Warren gets personal during child care debate

Meghan McCain is watching the candidates tonight - and misses some of them

Bernie Sanders now leads all candidates in talking time

An hour into the seventh Democratic debate, Bernie Sanders leads all candidates in talking time. After a strong start, Joe Biden has dropped back into the middle of the pack.

Follow the NBC News talking-time tracker here.

Warren’s ‘Hardball’ strategy

Chris Matthews deserves a shout-out after Elizabeth Warren seemed to snag a chapter — “Hang a Lantern on Your Problem” — out of the MSNBC’s host’s seminal political book “Hardball.” The phrase means it’s better to call attention to your own potential political vulnerabilities than let an opponent hammer you on them first.

Warren said the question of whether a woman can win the presidency has been swirling in Democratic circles throughout the primary — in a way that suggests a woman would lose — and that the candidates shouldn’t “deny” that. 

The idea is nonsense, she argued, noting she and Sen. Amy Klobuchar, D-Minn., are “the only people on this stage who have won every single election they've been in.”

Her rivals agreed with her that a woman can with the presidency. That makes it harder for any of them to suggest a woman can’t win going forward and may inoculate her and Klobuchar from voter fears that nominating a woman in 2020 will result in the same outcome as it did in 2016. Not the hardball viewers might have expected after Warren tussled with Sanders over whether he’d told her a woman couldn’t win the White House, but “Hardball” nonetheless.

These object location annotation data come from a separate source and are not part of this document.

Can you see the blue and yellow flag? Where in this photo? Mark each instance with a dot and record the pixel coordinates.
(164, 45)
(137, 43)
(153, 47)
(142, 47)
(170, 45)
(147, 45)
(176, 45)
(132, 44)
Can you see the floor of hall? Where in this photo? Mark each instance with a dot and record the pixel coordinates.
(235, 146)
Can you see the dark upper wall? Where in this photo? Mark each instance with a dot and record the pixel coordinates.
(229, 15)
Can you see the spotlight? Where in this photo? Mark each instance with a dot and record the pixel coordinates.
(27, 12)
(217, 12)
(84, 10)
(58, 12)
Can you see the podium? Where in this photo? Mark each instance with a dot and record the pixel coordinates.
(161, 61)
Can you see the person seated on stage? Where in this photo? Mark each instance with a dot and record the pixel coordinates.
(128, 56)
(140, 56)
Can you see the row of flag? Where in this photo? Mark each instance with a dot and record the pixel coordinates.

Can women win? They already have.

In responding to concerns that a woman cannot win the presidency, Sen. Elizabeth Warren argued that Trump’s presidency had produced many things including a wave of women elected to public office.

In 2018, the first midterm election cycle after Donald Trump secured the White House, voters sent a record number of women to Congress: 117. Today, women make up about 20 percent of the U.S. House and Senate.

It’s not the first time that women have seen vast public office gains amid gender-related controversy. After Americans watched an all-male Senate Judiciary committee investigate Anita Hill’s sexual harassment allegations, voters elected so many women to federal public office that 1992 became known as “The Year of The Woman.” That year, California became the first state with an all-female Senate delegation.